Wednesday, July 7, 2010

The poetry I promised...

Don't laugh.

This first poem is based on the poetry of Walt Whitman, my favorite dead man in the entire world.

If You Want Me

I, Sarah Kaplan, the daughter of the city,
a cosmos of messy ponytails and library books and skinned knees,
bequeath myself to the sunburnt pavement
and dirty linoleum, and dandelions that grow between cracks in the sidewalk,
to the chipped and rust-stained tiles that line the walls of the 7th avenue subway station,
to the parched and yellowed outfield grass in Prospect Park, witness
to dropped pop flies and late-inning comebacks, secret kisses stolen after dark,
sorrows and picnics and bare feet attached to long freckled bodies,
arms outstretched and grasping on to a kite string as if for dear life.
I am that grass, roots dug deep in six feet of Brooklyn dirt,
trodden by the feet of eight million New Yorkers.

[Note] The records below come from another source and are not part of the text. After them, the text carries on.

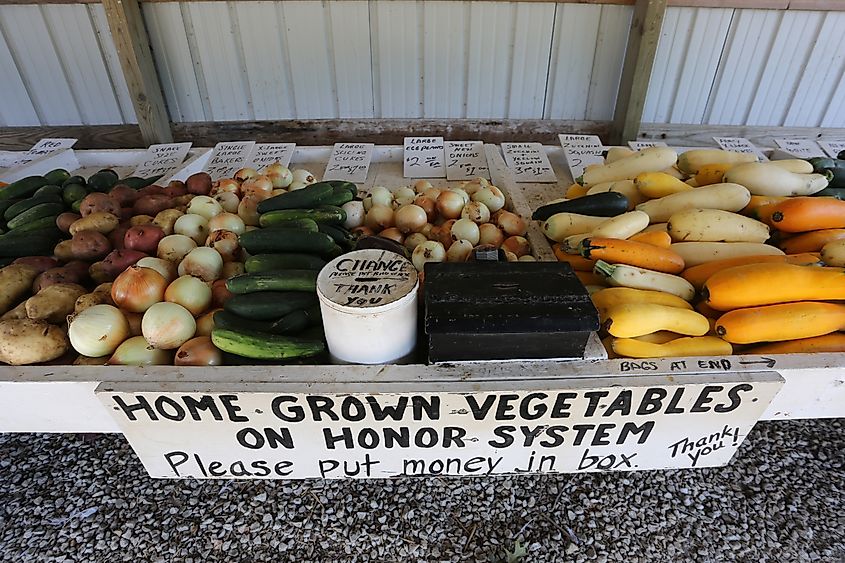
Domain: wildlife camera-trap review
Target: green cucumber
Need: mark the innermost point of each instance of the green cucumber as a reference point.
(265, 346)
(309, 196)
(286, 280)
(24, 187)
(269, 305)
(286, 240)
(327, 214)
(282, 261)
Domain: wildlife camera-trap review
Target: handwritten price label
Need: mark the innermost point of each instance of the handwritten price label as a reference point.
(349, 162)
(529, 163)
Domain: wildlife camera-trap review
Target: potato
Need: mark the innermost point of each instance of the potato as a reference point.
(15, 283)
(65, 220)
(100, 221)
(25, 341)
(98, 203)
(90, 245)
(166, 219)
(54, 303)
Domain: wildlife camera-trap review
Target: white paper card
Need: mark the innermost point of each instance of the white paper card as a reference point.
(350, 162)
(528, 162)
(228, 158)
(162, 160)
(832, 148)
(424, 157)
(739, 144)
(43, 148)
(640, 145)
(466, 160)
(264, 154)
(802, 148)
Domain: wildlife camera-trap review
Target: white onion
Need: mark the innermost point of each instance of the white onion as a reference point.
(204, 205)
(168, 325)
(192, 225)
(164, 267)
(136, 351)
(410, 218)
(354, 214)
(459, 251)
(464, 229)
(226, 222)
(202, 262)
(98, 330)
(429, 251)
(174, 248)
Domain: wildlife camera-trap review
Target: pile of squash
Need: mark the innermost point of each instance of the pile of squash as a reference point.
(705, 253)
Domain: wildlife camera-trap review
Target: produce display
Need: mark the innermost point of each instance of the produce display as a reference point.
(708, 252)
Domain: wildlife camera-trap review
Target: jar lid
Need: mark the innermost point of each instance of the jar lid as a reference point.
(367, 279)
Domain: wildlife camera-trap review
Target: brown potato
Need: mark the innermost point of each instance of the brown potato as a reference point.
(99, 221)
(54, 303)
(25, 341)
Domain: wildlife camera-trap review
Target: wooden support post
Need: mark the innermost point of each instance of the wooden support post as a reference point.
(133, 48)
(636, 72)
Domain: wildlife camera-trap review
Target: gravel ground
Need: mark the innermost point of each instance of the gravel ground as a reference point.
(84, 499)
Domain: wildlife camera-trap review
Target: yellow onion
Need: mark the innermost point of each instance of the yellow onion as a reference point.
(137, 289)
(168, 325)
(98, 330)
(198, 351)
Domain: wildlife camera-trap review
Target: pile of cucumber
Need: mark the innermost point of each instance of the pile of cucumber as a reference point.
(274, 313)
(29, 208)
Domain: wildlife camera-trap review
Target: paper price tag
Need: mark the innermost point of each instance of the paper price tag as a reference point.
(739, 144)
(801, 148)
(228, 158)
(424, 157)
(528, 162)
(162, 160)
(268, 153)
(349, 162)
(466, 160)
(832, 148)
(43, 148)
(640, 145)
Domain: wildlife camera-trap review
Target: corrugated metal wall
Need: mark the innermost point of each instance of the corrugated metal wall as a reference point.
(249, 60)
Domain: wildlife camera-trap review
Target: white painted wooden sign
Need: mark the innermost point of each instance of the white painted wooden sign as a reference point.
(228, 158)
(162, 160)
(349, 162)
(739, 144)
(276, 430)
(268, 153)
(801, 148)
(832, 148)
(424, 157)
(466, 160)
(528, 162)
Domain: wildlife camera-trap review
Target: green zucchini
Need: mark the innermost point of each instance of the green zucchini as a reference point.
(309, 196)
(282, 261)
(269, 305)
(286, 240)
(24, 187)
(327, 214)
(37, 212)
(605, 204)
(284, 280)
(265, 346)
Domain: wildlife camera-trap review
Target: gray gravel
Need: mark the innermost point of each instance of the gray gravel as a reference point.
(86, 499)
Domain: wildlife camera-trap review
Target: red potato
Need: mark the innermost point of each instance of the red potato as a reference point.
(144, 238)
(65, 220)
(40, 263)
(94, 202)
(151, 205)
(90, 245)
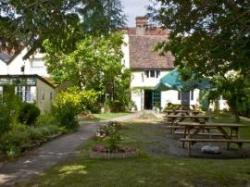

I bury my heart
beneath their pounding heels, but quivering at the ends of kite strings
I gain the sky.
If you want me, look for me in subways and cramped kitchens;
look at cracked sidewalks and weed choked lawns, and the grass
in Prospect Park where red infield dirt meets everything that lies beyond.
If you want me again, look for me under your boot soles—
you will hardly know the dreams you’ll find there.

And these are the first three stanzas of a sestina. A sestina is one of the coolest and hardest forms of poetry out there. If you want to know more about them go to

Kentile Floors

Wake up to the sound of running water,
and cat feet scurrying in the morning half light,
and cries for kibble—a voice like slivers of glass
in your ears, breaking the world into pieces
you must find a way to put together;
give order to the chaos, make it habitable.

Shake sleep from your eyes, learn to reinhabit
this noisy world. Give the cat her water
and food. You string motions together:
take the twelve frozen steps to the bathroom, switch on the light,
shake off your pajamas till your dreams lie in pieces
on the tile floor, splintered like glass—

careful not to step in it. Look hard in the glass,
accept the constellations of acne that inhabit
the skin of your forehead, the unfinished piece
of abstract art that is your teenage face. Turn on the water
and scrub at your flaws, hold them up to the light,
wring them out and resolve to be better.